I have a table with the structure below.
trans_count
start_time, end_time, count
00:00:01 00:00:10 1000
00:00:11 00:00:20 800
Spark listens for events from Kafka and does a grouping for 10 seconds and will have to insert to Phoenix hbase table.
After 10 seconds, i have to first check if the start_time,end_time combination is in the table. If it is there, we have to take the existing count and add the new count and upsert it again.
UPSERT INTO trans_count(start_time, end_time, count) SELECT start_time, end_time, count? FROM trans_count WHERE start_time = ? AND end_time = ?
If no rows upserted in the above statement, then simply upsert the data.
In Apache Storm, i was able to create a Phoenix Connection object in the configure method and was able to use the same connection once every 10 seconds to UPSERT.

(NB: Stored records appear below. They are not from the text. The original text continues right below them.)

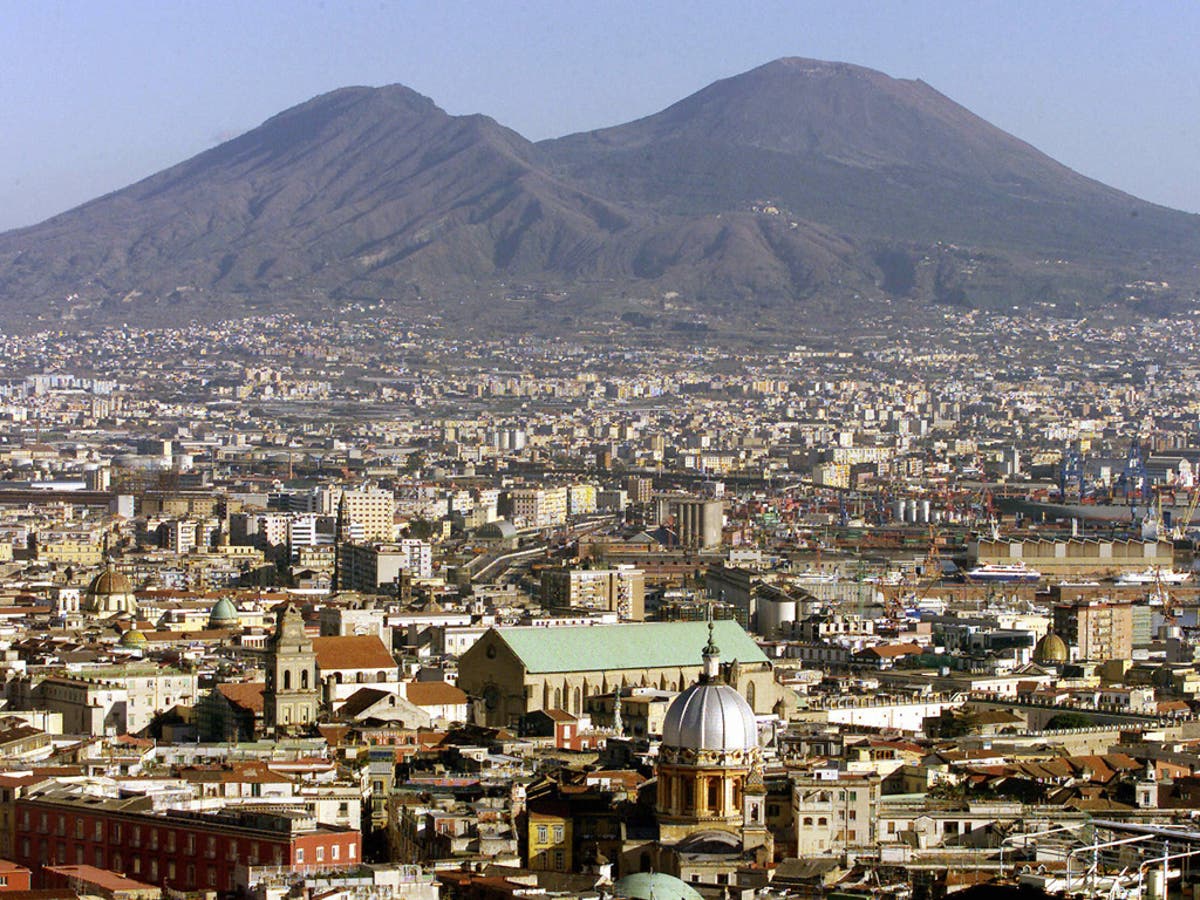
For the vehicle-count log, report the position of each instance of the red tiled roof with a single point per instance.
(247, 695)
(352, 652)
(435, 694)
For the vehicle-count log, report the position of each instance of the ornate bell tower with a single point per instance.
(292, 696)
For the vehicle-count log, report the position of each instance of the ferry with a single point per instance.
(1155, 576)
(1005, 573)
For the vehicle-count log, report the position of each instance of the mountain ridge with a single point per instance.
(792, 186)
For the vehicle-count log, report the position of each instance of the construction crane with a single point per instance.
(1134, 477)
(1072, 472)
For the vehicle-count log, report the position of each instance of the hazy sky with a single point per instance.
(97, 94)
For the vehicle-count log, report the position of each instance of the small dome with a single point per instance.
(108, 583)
(711, 717)
(654, 886)
(1051, 648)
(223, 613)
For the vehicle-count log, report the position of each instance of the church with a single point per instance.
(514, 671)
(709, 793)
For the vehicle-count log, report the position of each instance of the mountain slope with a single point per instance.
(796, 186)
(352, 193)
(861, 151)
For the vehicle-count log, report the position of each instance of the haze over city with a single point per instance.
(599, 451)
(100, 95)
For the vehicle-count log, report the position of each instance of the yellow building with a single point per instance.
(550, 840)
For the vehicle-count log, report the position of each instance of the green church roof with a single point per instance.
(654, 886)
(648, 645)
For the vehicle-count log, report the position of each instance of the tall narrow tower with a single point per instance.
(292, 695)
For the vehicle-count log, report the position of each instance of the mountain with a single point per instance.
(797, 186)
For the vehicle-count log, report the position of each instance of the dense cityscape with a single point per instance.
(383, 609)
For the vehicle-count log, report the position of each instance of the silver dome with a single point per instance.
(711, 717)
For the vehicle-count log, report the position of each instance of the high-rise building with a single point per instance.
(621, 589)
(640, 489)
(539, 507)
(373, 568)
(1097, 629)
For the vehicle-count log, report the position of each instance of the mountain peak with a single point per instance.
(801, 179)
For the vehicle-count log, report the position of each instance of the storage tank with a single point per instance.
(774, 612)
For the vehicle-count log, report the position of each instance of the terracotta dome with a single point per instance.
(133, 639)
(1051, 648)
(109, 582)
(109, 593)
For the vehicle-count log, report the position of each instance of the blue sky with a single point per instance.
(97, 94)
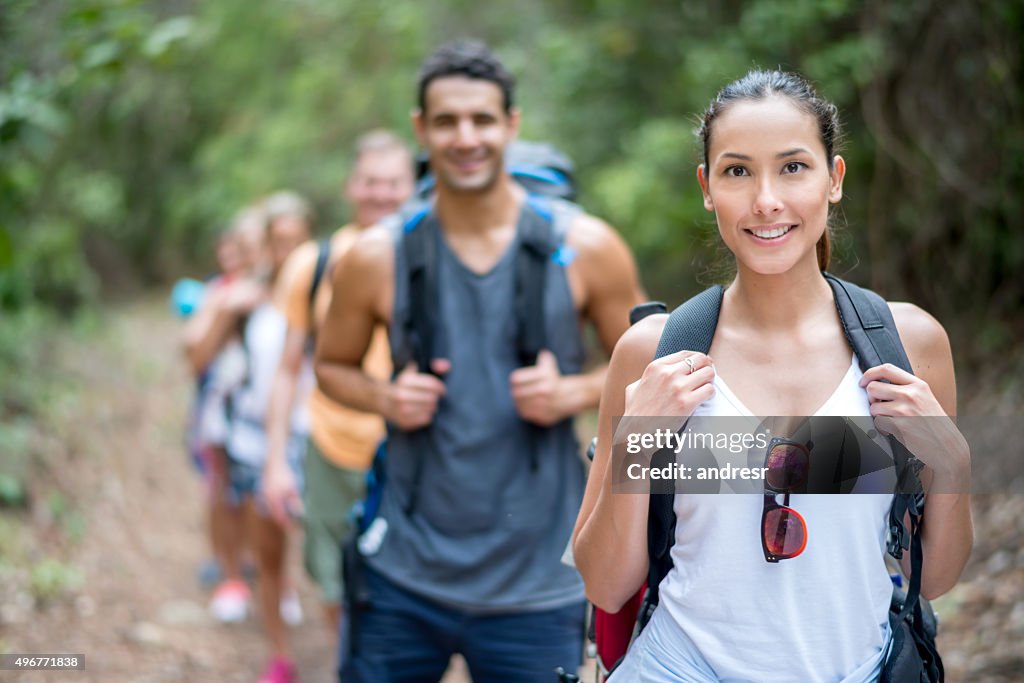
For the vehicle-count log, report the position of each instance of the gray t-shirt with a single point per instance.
(487, 530)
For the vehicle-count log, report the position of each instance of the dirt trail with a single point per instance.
(140, 614)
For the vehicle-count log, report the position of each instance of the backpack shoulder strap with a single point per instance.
(320, 269)
(868, 325)
(690, 327)
(871, 332)
(419, 247)
(543, 225)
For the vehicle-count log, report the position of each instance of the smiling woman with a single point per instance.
(813, 565)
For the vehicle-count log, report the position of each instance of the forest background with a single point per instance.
(132, 130)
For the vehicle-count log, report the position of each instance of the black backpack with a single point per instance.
(871, 333)
(546, 173)
(541, 168)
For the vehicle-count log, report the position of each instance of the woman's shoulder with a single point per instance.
(638, 345)
(924, 337)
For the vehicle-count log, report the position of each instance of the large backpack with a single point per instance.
(871, 333)
(544, 221)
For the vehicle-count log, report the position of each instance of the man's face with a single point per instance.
(380, 182)
(465, 129)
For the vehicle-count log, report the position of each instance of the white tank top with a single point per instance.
(821, 615)
(264, 333)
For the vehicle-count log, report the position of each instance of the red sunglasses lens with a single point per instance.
(784, 532)
(787, 465)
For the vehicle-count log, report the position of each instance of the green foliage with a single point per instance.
(131, 130)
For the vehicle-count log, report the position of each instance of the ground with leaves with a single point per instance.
(102, 557)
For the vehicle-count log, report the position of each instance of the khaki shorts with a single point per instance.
(330, 494)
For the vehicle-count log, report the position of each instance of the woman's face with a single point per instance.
(769, 183)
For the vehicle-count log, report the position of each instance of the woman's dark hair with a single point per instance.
(471, 58)
(760, 84)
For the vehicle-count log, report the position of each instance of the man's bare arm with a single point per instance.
(363, 287)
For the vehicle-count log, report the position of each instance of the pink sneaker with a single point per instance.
(280, 671)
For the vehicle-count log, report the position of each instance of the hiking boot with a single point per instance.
(291, 608)
(280, 671)
(230, 601)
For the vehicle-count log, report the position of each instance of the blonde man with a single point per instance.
(343, 440)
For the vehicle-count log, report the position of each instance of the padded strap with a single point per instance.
(690, 327)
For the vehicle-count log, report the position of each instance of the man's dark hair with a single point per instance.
(471, 58)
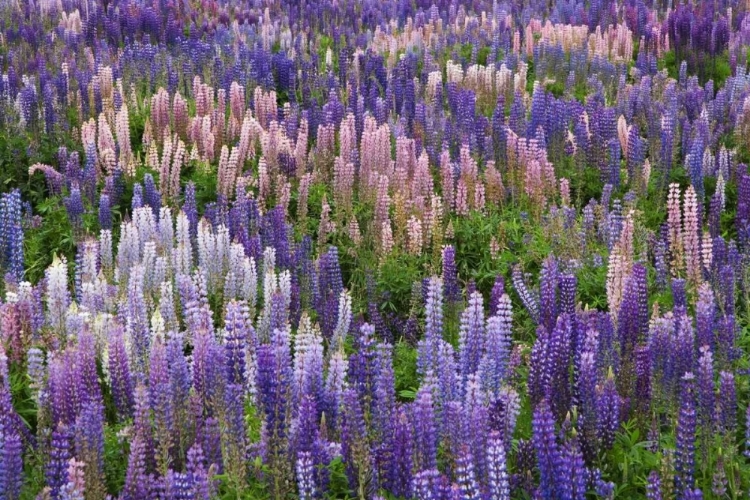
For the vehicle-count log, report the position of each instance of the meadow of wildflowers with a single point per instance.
(374, 249)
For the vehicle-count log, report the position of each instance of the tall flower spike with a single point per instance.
(686, 427)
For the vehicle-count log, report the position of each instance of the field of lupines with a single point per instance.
(377, 249)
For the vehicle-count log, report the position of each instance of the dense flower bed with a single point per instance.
(374, 249)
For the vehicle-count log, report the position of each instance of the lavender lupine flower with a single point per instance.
(11, 234)
(120, 381)
(305, 477)
(137, 480)
(354, 445)
(425, 433)
(89, 446)
(705, 316)
(57, 296)
(399, 474)
(451, 289)
(197, 473)
(235, 341)
(547, 452)
(686, 426)
(56, 473)
(653, 487)
(233, 438)
(383, 408)
(472, 336)
(527, 298)
(74, 206)
(427, 485)
(427, 357)
(498, 487)
(548, 287)
(335, 386)
(11, 462)
(498, 290)
(727, 417)
(705, 389)
(105, 212)
(493, 366)
(632, 320)
(465, 477)
(608, 404)
(568, 285)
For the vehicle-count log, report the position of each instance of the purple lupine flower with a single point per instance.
(498, 486)
(587, 396)
(11, 462)
(121, 384)
(305, 476)
(705, 317)
(354, 445)
(11, 234)
(197, 473)
(74, 206)
(494, 363)
(89, 441)
(727, 418)
(425, 433)
(608, 404)
(548, 285)
(568, 286)
(527, 298)
(384, 404)
(235, 341)
(705, 388)
(472, 336)
(547, 452)
(498, 290)
(427, 357)
(686, 426)
(427, 485)
(137, 480)
(233, 439)
(105, 212)
(151, 195)
(56, 473)
(643, 378)
(451, 290)
(719, 482)
(653, 487)
(400, 466)
(465, 477)
(633, 316)
(679, 296)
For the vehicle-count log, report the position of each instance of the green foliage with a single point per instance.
(53, 237)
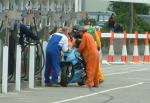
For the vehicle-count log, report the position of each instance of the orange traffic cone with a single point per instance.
(111, 57)
(135, 51)
(146, 52)
(124, 57)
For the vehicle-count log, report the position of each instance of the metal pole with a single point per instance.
(131, 17)
(18, 68)
(44, 50)
(5, 61)
(31, 66)
(76, 5)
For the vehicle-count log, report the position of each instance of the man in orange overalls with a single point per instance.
(101, 76)
(90, 54)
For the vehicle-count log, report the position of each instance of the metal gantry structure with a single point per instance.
(46, 13)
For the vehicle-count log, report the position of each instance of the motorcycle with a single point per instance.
(72, 69)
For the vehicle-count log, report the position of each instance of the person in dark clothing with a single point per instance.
(111, 23)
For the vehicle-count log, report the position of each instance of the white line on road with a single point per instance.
(127, 72)
(100, 92)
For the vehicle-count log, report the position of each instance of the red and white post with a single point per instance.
(111, 57)
(124, 57)
(135, 51)
(146, 52)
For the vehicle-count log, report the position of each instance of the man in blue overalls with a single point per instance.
(58, 42)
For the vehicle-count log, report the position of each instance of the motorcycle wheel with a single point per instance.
(64, 76)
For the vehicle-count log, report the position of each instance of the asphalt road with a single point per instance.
(129, 83)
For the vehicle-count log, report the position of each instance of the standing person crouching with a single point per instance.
(89, 51)
(58, 42)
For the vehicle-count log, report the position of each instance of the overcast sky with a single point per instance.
(96, 5)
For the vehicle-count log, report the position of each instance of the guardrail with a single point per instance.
(32, 62)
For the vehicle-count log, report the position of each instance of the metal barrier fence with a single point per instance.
(4, 69)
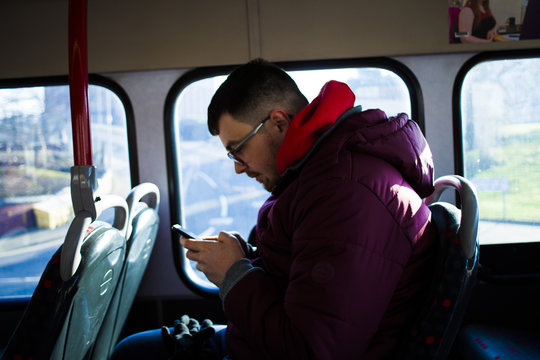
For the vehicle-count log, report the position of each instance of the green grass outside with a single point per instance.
(517, 158)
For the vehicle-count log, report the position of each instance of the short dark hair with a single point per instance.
(252, 88)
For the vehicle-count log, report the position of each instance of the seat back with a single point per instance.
(455, 275)
(64, 316)
(143, 223)
(453, 24)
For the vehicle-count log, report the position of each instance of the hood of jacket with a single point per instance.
(331, 120)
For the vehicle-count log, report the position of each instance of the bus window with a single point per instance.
(36, 154)
(212, 196)
(501, 147)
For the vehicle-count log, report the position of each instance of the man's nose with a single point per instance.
(239, 168)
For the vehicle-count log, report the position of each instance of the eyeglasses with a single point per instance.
(232, 153)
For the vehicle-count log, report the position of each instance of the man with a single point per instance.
(344, 242)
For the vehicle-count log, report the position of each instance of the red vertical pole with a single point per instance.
(78, 82)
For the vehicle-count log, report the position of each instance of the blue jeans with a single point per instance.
(149, 345)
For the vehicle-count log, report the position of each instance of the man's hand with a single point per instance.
(214, 256)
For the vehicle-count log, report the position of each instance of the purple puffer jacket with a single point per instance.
(344, 252)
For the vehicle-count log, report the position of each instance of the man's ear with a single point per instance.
(280, 120)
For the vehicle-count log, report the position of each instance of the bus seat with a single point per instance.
(63, 317)
(455, 275)
(143, 204)
(478, 342)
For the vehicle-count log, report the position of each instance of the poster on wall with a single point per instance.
(477, 21)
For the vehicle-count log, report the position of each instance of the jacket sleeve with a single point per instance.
(347, 255)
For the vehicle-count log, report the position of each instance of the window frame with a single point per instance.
(97, 80)
(174, 175)
(499, 262)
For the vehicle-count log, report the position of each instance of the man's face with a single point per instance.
(257, 155)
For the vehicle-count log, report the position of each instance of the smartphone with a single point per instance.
(180, 230)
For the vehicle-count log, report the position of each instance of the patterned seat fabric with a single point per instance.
(433, 335)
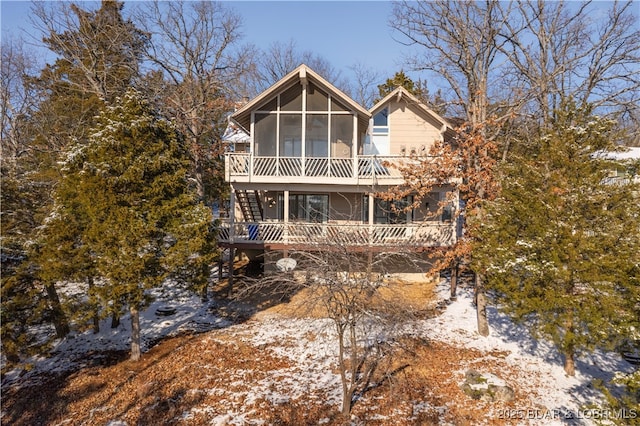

In Spark, I could not create a connection object and use the same object for every Object in the RDD. My output from spark will be a JavaDStream> where start_time, end_time, count are all keys in the Map.
I end up creating a connection object for every iteration of RDD, which i feel is not the right way. I have read that Phoenix connections are light weight but creating a connection object for every RDD seems to be not the right way.
I read some blogs about related stuff, but could not getting this going. Kindly help.
NOTE : The appliation is built in JAVA.
Solution:
Instead of creating a connection per objectin RDD, Create a connection per partition in the RDD and use that for all the objects.